Hey folks,
I am migrating our huge Android code base from GCC(Eclipse IDE) to clang(Android Studio).
Error: SIGILL (signal SIGILL: illegal instruction)
At a weird line in the code, I am getting this error. which points to a closing curly bracket of an if condition. After googling, I am assuming it is some kind of architecture flag issue. I am using same flags which were used for GCC.
Note: I am currently working on Arm build.
Here are the architecture flags for ARM7:
-march=armv7-a -mfloat-abi=softfp -mfpu=vfpv3-d16 -mtune=cortex-a8 -mthumb -DTARGET_THUMB2
Can anyone help me debug this issue? Is there any issue with the flags with clang?
Thanks,
Rohit Kumar
Glad to help. CCing ML for the record.
Hi,
foo() has undefined behavior if i==0 (lack of return statement)
6.6.3 para 2:
Flowing off the end of a function is equivalent to a return with no
value; this results in undefined behavior
in a value-returning function.
clang generates an invalid instruction for undefined behavior.
This is not ARM-specific.
Compiler Explorer’)),version:4
That ud2 instruction is the machine code for undefined behavior.
Csaba
Hi,
foo() has undefined behavior if i==0 (lack of return statement)
6.6.3 para 2:
Flowing off the end of a function is equivalent to a return with no
value; this results in undefined behavior
in a value-returning function.
clang generates an invalid instruction for undefined behavior.
This is not ARM-specific.
Note that this is C++-specific; it is only undefined behavior in C if the result is used by the caller.
John.
Thanks guys, the issue is resolved now.
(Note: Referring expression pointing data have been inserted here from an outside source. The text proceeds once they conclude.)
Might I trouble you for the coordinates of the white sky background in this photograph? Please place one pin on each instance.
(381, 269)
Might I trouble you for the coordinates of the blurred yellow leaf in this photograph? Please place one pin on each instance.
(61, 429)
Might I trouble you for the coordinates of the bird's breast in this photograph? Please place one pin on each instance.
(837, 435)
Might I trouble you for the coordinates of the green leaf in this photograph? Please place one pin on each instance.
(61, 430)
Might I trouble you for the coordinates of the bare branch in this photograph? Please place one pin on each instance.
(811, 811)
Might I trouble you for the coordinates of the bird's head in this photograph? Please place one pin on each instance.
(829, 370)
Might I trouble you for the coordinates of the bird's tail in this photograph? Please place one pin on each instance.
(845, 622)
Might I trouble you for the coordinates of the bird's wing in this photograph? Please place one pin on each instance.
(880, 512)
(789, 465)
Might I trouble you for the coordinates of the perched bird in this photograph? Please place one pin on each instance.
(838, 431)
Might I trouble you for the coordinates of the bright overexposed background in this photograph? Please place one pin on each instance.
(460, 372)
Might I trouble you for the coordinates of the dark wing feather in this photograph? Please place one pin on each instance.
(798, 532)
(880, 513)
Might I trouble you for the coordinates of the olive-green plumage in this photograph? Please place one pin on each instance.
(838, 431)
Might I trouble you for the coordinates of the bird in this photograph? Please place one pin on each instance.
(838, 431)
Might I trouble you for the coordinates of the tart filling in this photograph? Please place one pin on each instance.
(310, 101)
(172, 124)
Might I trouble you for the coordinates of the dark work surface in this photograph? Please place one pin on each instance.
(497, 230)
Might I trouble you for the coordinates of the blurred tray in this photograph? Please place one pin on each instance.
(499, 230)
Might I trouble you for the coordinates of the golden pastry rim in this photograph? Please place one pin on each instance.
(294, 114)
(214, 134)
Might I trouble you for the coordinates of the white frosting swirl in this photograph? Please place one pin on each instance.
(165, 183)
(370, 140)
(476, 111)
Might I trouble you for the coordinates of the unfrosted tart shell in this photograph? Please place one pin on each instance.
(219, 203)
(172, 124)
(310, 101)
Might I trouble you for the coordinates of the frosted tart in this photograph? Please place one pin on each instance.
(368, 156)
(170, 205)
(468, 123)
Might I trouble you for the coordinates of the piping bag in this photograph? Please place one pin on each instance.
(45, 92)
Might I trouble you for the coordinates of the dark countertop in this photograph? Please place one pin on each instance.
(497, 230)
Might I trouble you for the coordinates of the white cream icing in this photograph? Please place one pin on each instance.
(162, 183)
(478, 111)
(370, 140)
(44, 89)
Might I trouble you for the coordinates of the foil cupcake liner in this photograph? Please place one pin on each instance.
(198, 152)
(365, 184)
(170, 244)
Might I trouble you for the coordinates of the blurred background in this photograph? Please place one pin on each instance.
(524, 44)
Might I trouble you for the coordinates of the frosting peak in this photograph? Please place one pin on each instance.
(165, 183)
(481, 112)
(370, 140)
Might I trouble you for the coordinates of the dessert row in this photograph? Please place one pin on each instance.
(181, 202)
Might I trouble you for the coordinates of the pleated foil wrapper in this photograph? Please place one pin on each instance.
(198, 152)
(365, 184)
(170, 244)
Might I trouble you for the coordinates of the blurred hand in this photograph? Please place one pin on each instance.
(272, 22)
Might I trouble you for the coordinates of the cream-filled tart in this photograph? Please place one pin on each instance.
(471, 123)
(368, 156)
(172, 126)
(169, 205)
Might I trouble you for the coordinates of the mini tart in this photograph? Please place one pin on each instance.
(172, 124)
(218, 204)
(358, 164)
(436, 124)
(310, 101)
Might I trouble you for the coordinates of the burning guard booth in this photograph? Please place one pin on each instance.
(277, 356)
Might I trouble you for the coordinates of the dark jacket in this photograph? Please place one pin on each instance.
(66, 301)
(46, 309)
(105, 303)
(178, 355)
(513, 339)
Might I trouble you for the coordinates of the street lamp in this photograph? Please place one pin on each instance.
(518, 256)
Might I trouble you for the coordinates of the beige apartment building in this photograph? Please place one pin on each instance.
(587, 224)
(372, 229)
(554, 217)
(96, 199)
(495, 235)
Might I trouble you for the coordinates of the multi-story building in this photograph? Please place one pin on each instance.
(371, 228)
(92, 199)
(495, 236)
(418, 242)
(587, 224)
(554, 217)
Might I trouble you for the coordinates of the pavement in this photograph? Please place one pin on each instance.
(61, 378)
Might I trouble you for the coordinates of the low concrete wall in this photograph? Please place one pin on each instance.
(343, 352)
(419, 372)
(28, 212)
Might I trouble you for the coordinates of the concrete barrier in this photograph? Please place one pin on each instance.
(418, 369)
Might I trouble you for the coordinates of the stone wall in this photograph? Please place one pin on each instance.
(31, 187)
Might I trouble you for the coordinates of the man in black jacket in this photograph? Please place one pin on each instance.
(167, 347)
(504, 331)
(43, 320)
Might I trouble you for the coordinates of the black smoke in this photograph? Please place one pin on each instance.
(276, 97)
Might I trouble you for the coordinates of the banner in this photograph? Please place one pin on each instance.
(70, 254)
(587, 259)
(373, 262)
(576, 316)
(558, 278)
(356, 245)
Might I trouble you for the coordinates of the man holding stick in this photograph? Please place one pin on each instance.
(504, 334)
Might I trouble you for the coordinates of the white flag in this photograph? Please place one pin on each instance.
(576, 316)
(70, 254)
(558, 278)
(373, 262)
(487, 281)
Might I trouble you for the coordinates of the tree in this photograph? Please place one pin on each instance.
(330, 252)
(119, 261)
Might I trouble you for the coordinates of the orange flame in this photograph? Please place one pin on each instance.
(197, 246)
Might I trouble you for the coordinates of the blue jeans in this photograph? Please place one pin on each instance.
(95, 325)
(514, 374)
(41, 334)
It was a more trivial fix. Gcc was not giving any error neither on compile time nor on run time. Clang was giving error on runtime.
It was an issue with a function which was supposed to return a Boolean but it wasn’t. I could not figure it out earlier because debugging was not working. But when I got it working I could pinpoint the function, someone from llvm-dev thread suggested to check for such a function. So, finally it got fixed.